“Anyone who will look before him must see the growing political importance of the mass of the population. They will have power. In a very short time they will be paramount. I wish them to be enlightened, in order that they may use that power which they will inevitably obtain.”1
Until 1833 the two church societies, The National Society (C of E) and the British School Society (Non-Conformists), stood the entire costs of establishing and maintaining elementary schools for the general public. Not that there was anything grand about such schools; “A barn furnishes no bad model; and a good one may easily be converted into a school”2, it was noted in 1818. But the fact remains that, for the first third of the nineteenth century government had no involvement in education and left it entirely to charity. by 1833, when Dr. Arnold was busy excluding local boys from Rugby in favour of fee-paying boarders, these two voluntary charities had opened some four thousand elementary schools which were by then educating nearly half of all the nation’s children below the age of eleven. Attendance, however, was perfunctory (when they could be spared from the farm), often for only two or three years. However, Arthur Roebuck’s argument, as quoted in the above thesis, won the grudging support of the Commons who voted a grant of thirty thousand pounds to expand this work3 (four years later the commons were to vote with enthusiasm more than twice that sum just to rebuild the Queen’s stables at Windsor). It was with this grant in 1833 that England took its first step towards a national system of education.
It was ordinary working people, not the aristocracy, who first funded mass elementary schooling. A survey of a hundred and sixty-eight parishes in the southwest of England showed that the clergy donated an average of ten pounds fifty each towards the cost of opening new schools, farmers an average of ninety-five pence, and householders one pound seventy-seven pence. Fewer than half the landowners gave anything, and those that did averaged five pounds each4. the dislocation created by the Industrial Revolution replaced the seventeenth century Puritan concept of a ‘commonwealth’ of all people, with the beginnings of a ‘them and us’ mentality.

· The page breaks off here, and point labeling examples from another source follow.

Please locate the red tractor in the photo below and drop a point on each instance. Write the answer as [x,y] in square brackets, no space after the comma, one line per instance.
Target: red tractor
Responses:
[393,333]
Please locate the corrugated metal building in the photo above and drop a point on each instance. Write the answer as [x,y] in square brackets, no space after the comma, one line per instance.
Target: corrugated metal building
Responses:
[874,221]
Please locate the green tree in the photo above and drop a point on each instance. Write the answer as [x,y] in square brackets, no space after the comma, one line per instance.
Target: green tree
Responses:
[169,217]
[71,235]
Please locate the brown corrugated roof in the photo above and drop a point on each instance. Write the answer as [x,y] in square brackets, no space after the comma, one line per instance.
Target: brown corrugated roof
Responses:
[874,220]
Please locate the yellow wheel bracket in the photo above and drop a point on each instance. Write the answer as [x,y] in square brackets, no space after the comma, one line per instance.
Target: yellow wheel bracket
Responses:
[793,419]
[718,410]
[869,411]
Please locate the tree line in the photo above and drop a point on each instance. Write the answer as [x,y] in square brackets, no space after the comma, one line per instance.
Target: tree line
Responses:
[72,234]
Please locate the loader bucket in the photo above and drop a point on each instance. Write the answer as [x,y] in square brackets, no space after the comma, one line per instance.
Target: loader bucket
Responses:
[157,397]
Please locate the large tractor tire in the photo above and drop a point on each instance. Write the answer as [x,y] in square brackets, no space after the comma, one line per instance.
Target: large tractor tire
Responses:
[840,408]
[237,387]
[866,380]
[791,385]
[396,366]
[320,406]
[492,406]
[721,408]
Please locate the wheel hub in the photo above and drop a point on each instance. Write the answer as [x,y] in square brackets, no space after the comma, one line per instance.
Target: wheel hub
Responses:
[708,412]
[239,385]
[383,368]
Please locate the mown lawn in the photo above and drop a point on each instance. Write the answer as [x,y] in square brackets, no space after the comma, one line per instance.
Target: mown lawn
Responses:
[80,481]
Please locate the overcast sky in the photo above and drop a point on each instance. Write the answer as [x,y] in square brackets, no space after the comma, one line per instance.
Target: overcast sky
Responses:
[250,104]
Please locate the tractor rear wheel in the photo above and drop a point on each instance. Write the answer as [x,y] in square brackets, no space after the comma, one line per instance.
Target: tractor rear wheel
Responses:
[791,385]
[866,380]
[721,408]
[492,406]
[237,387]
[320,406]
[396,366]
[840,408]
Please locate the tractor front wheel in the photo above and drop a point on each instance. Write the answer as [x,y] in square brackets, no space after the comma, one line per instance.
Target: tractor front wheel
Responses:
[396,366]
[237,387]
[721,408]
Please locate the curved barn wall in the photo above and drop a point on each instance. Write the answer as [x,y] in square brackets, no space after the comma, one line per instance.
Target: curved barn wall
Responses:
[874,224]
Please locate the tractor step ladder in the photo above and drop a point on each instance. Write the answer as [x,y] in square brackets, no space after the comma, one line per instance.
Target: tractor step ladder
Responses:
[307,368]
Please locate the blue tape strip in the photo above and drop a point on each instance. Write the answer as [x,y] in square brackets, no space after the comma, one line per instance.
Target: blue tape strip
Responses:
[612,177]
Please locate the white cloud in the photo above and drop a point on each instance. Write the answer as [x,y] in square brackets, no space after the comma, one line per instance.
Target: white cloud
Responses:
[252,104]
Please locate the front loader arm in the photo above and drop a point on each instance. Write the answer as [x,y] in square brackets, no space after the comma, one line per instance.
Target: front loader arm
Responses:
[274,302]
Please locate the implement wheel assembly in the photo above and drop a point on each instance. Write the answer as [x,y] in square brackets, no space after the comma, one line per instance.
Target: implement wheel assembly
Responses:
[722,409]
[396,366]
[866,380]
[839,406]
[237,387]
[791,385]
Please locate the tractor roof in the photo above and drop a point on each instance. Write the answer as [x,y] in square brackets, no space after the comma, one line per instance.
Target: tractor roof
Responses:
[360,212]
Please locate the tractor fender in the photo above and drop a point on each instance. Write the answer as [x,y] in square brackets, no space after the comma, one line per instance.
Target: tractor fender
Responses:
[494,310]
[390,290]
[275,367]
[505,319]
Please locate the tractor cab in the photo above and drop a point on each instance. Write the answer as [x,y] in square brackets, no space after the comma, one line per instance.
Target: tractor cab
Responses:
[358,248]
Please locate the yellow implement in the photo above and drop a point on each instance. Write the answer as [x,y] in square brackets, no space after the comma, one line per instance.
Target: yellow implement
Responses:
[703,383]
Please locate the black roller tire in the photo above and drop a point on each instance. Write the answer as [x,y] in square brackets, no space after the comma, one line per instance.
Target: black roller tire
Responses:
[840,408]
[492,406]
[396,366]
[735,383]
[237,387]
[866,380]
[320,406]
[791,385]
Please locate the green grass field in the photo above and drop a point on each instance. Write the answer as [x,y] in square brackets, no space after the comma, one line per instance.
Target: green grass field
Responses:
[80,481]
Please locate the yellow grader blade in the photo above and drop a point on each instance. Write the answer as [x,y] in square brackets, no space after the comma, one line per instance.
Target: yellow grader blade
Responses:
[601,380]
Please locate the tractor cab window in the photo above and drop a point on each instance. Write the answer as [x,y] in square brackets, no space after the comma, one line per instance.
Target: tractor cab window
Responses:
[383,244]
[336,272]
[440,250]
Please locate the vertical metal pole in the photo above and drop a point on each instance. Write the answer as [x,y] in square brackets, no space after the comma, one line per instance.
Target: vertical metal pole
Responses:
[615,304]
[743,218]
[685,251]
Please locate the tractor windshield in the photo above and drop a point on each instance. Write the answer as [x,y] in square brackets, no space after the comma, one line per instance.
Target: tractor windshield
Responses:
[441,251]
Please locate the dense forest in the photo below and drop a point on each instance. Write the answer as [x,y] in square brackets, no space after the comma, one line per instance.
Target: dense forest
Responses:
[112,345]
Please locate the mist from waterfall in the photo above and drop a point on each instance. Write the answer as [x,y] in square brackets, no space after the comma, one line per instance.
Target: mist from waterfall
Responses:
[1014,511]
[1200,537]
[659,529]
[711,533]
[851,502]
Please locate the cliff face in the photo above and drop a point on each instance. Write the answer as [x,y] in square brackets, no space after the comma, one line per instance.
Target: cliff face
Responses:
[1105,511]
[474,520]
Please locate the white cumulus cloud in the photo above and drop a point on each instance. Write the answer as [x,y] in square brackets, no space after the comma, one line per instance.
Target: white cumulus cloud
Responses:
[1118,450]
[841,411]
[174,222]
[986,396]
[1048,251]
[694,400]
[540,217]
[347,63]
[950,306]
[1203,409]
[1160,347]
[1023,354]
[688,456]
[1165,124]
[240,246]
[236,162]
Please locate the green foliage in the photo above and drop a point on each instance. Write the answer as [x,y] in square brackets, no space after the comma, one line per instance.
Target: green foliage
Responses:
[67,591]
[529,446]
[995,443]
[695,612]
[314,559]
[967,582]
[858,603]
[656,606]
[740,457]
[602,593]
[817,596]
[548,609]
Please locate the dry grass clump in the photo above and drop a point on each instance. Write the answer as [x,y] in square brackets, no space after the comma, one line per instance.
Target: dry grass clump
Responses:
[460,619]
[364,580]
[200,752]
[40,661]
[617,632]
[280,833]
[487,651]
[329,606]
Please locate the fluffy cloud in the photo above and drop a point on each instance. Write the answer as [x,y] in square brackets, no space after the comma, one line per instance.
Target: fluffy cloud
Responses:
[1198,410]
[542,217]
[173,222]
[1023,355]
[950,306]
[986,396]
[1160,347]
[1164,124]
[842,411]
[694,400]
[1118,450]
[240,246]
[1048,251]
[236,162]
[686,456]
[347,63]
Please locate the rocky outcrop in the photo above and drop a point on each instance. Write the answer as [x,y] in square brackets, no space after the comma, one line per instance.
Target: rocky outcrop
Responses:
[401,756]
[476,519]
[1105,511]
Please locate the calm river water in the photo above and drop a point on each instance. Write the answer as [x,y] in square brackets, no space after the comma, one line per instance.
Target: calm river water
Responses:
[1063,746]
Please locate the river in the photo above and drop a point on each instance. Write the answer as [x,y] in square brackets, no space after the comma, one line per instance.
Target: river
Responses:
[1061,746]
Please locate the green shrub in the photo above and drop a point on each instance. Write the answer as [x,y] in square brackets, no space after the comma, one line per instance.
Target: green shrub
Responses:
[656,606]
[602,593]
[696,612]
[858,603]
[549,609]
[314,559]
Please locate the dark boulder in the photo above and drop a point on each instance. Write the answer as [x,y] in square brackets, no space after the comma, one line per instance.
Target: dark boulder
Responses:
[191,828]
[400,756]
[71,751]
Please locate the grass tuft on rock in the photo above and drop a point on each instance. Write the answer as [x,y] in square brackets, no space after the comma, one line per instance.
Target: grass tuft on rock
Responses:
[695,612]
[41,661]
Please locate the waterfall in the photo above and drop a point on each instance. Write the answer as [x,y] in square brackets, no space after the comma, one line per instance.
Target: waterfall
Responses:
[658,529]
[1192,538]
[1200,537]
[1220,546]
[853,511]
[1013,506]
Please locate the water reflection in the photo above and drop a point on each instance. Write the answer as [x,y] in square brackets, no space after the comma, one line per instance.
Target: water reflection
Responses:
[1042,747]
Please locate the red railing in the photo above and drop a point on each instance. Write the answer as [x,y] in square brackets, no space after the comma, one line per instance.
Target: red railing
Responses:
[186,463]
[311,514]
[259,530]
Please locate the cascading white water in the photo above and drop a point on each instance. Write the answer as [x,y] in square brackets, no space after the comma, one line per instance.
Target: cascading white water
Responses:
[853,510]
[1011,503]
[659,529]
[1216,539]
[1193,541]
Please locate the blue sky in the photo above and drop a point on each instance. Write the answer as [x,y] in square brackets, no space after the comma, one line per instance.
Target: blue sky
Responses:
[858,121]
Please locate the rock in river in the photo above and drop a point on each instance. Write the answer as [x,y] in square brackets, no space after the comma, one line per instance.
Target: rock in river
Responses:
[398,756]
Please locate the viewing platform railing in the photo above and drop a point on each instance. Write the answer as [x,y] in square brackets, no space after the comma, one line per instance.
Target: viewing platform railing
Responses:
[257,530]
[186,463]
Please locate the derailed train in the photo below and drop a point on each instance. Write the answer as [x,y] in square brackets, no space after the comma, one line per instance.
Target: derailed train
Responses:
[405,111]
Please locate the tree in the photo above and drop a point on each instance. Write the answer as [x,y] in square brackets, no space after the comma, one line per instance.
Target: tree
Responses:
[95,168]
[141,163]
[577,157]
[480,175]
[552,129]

Between 1780 and 1830 (no more than within a single life span) most English working people ‘came to feel an identity of interest between themselves, and against their rulers and employers’, so that, by 1820, a Baptist Minister, John Foster, could write, “But the two classes (the educated and the uneducated) might they not seem to belong to different nations?”5
In 1861 a Parliamentary commission6 set out to enquire into what would be needed “for the extension of sound and cheap elementary education”. It found that 1.7 million pupils were being educated in 24,500 voluntary schools. Two-thirds of these were so small, and so ineffectively managed, that they couldn’t even qualify for a government grant. class size averaged nearly sixty. To administer the annual grant an Office of Education was established with sixty inspectors who were each responsible for some 500 schools7. It was a totally impossible task. Almost from the start, the relationship between government officials and individual schools was bad. Management, it was said, was ‘conducted by officials who, by all accounts, knew little and cared less, about the education of the poorer classes and who, on the admission of one of their numbers, treated elementary teachers with contempt’8.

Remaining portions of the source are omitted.